(Washington)—The American Federation of Government Employees (AFGE), along with the United Department of Defense Workers Coalition (UDWC), is launching a new advertising campaign to highlight the Department of Defense’s (DOD) efforts to implement a new set of personnel rules that will curtail employee rights, lower worker morale and weaken national security.
The campaign includes both print and radio advertisements. In the print advertisement, Keith Hill, an AFGE member and Vietnam veteran, discusses his son’s deployment to Iraq and his own recent deployment to Afghanistan. In the ad, Hill says he is “proud to serve” but that Secretary of Defense Donald Rumsfeld is now calling his patriotism, as well as the patriotism of other civilian DOD employees, into question.

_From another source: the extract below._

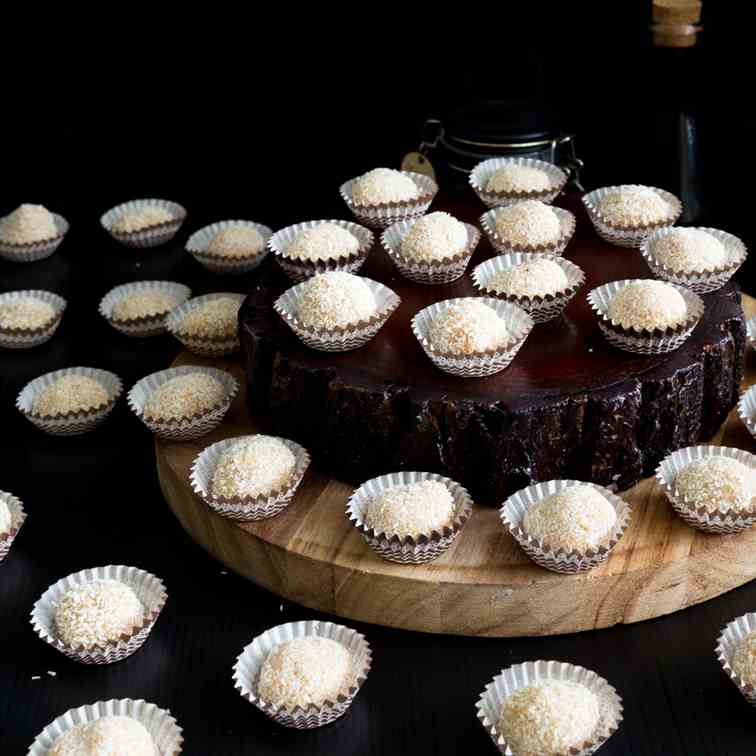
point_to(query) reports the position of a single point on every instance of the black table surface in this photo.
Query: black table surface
(95, 500)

In addition to questioning the patriotism of loyal DOD civilian workers, the ad goes on to describe DOD’s efforts to eliminate employee rights and protections that cover civilian workers through a new set of personnel rules called the National Security Personnel System (NSPS). For the full text of the ad, please visit www.afge.org.
NSPS would allow for the deployment of civilian workers anywhere in the world—even in war zones. Additionally, it would reduce pay and encourage favoritism by implementing a so-called “pay for performance” scheme by which employees would win raises based on performance reviews for which no objective standards have been drawn. NSPS would also eliminate meaningful collective bargaining, weaken whistleblower protections and cost American taxpayers millions of dollars.
“The same cronyism and favoritism that will result from the implementation of NSPS will mirror what has happened with FEMA and their inept handling of the biggest natural disaster this country has ever faced,” says AFGE National President John Gage. “Cronyism and favoritism eviscerated FEMA. We see the evidence of this every day when we look at the devastation in the Gulf Coast and the hundreds of thousands of people who are out of work and homeless because unqualified individuals were put in charge of a situation that demanded high levels of experience.”
The print advertisement will run nationwide and companion radio ads will run in Norfolk, Va., Richmond, Va., Boston and Washington, D.C. in the next few weeks.
The ad was paid for by UDWC, an alliance of labor unions representing civilian defense workers. AFGE is a member of UDWC.